Bernie Sanders Running for President Again
Bernie Sanders Running for President Again

Senator. Bernie Sanders caught the establishment Democratic Party off guard three years ago; few anticipated the strength of his candidacy and message.
Things have changed. Sanders announced on Tuesday he is running for president again — but this time, he’s not the underdog. This time, he is a frontrunner who, despite coming in second in 2016, has fundamentally altered the Democratic Party.
Sanders, now 77 years old, is the most popular senator among constituents in America and consistently ranks among the top potential 2020 candidates in early polls. That said, he’s joining a packed field, including progressive firebrands like Sen. Elizabeth Warren (MA) and Kamala Harris (CA), and possibly Sherrod Brown (OH). Prominent Democrats such as Joe Biden are also expected to jump into the race.

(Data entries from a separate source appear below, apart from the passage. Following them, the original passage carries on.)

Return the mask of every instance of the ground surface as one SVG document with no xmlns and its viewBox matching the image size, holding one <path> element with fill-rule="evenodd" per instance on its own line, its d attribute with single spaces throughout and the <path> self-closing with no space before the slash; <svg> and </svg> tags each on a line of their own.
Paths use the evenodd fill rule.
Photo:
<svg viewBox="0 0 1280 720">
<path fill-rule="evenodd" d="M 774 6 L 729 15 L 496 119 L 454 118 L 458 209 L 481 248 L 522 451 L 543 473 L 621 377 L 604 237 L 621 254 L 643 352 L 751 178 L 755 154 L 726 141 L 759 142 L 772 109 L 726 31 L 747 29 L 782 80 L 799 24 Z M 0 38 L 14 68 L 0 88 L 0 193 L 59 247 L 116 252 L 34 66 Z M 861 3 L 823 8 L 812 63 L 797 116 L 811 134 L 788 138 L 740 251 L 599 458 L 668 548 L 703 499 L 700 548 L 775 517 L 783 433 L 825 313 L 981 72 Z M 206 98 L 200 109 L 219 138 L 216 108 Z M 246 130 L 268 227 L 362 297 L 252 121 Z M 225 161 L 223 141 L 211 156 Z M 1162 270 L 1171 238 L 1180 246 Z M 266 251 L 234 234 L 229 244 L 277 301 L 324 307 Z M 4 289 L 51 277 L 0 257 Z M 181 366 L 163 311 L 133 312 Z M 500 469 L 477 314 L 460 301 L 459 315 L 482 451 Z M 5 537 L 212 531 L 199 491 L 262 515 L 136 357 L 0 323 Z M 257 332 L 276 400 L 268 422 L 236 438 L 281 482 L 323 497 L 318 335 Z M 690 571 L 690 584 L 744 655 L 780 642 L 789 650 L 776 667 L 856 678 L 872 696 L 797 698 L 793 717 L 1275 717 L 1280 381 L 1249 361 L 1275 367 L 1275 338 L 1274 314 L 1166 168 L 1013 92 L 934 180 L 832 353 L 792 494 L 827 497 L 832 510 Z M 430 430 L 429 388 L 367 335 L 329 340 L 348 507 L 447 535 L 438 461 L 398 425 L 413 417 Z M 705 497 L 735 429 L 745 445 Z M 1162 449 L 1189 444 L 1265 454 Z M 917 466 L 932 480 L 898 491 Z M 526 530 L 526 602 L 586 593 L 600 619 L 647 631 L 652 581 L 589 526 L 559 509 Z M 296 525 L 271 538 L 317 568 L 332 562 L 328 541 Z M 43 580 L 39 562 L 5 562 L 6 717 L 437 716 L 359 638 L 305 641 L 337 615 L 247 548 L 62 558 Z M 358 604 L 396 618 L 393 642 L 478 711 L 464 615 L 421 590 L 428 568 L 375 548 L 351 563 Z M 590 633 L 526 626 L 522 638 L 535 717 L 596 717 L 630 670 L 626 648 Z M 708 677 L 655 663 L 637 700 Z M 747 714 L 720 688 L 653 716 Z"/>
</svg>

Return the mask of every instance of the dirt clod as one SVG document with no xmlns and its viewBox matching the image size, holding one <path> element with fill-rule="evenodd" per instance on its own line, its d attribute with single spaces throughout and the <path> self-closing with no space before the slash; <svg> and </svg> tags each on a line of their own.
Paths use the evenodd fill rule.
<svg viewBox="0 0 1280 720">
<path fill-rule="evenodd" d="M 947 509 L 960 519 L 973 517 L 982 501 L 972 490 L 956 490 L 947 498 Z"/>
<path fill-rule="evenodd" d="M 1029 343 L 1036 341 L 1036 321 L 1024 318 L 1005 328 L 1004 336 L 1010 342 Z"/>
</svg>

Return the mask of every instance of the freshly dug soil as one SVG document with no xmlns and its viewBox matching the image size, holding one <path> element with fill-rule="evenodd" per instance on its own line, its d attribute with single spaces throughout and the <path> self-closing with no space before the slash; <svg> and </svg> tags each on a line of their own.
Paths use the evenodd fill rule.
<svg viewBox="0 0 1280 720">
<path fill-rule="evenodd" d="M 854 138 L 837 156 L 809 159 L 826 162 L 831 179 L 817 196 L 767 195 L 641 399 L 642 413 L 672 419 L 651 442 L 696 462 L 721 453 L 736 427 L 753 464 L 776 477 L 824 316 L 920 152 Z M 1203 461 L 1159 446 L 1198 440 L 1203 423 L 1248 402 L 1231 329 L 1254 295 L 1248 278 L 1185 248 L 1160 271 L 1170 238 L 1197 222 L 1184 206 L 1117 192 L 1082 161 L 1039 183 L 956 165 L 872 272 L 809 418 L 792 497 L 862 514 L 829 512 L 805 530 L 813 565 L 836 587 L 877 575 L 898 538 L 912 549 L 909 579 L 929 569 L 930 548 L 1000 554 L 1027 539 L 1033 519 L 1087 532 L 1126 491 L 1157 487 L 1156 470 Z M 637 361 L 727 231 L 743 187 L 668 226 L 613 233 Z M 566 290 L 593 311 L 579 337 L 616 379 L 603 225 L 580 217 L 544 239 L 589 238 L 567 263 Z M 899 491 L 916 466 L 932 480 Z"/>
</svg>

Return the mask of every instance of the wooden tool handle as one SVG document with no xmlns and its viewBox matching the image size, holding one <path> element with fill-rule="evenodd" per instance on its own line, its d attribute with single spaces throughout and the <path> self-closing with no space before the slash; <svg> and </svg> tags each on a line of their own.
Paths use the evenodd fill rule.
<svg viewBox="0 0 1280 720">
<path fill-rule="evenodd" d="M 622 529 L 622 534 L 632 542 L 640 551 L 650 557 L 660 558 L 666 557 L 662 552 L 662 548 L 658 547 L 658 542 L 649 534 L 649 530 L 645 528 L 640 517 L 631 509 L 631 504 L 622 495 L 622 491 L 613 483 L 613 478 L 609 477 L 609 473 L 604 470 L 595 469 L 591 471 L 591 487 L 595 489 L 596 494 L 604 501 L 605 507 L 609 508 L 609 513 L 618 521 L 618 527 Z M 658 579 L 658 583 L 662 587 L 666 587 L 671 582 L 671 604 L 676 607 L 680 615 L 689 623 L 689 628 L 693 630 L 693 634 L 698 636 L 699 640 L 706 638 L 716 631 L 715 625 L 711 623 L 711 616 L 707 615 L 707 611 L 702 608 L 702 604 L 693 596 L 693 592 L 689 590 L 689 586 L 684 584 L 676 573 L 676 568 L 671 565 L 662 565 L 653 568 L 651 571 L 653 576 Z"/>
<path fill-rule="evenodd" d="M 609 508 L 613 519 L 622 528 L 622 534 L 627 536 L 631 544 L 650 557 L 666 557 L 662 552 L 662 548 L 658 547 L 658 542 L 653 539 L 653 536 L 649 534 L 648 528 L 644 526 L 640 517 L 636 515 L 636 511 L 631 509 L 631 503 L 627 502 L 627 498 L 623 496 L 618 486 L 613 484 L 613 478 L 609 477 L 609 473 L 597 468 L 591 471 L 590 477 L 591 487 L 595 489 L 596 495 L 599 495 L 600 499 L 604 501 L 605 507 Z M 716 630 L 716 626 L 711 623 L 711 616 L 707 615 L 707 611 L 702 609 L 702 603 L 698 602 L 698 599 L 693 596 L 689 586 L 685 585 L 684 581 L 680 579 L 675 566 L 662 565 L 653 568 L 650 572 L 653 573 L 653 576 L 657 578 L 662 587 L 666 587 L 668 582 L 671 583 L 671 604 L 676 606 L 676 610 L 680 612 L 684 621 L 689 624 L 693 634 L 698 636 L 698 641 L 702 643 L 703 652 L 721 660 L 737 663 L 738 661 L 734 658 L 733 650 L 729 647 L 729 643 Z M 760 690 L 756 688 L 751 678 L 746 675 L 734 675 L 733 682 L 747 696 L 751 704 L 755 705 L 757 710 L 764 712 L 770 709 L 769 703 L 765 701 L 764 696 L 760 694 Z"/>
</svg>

Sanders, in an email to supporters on Tuesday, laid out a vision featuring a number of his longstanding policy priorities including free college and Medicare-for-all. “I’m running for president because a great nation is judged not by how many billionaires and nuclear weapons it has, but by how it treats the most vulnerable – the elderly, the children, our veterans, the sick and the poor,” the email reads, news outlets reported.
As part of the message, Sanders is calling on one million supporters to sign onto his campaign and demonstrate the impact of grassroots backing — a key component of his 2016 presidential campaign that he intends to build upon this cycle.
“We’re gonna win,” he said in an interview with CBS’s “This Morning,” “We are gonna also launch what I think is unprecedented in modern American history and that is a grassroots movement to lay the groundwork for transforming the economic and political life of this country. That’s what’s different.”
Sanders, now a well-established contender, faces a fresh challenge during his second presidential run.
The rallying cries that distinguished Sanders from Hillary Clinton in 2016 — Medicare-for-all, a $15 minimum wage, campaign finance reform — are no longer unique positions. In some ways, that’s an advantage for him; he’s become a progressive father figure who can credibly claim a lifelong dedication to the issues the party is now standing behind.
“I don’t think anyone thought you could run a presidential campaign without taking money from corporate PACs,” said Heather Gautney, a former Sanders policy adviser and the executive director at Our Revolution, a progressive activist group inspired by Sanders.
“People who are running on Medicare-for-all or adopting these campaign finance ethics — all of that came out of the Sanders campaign.”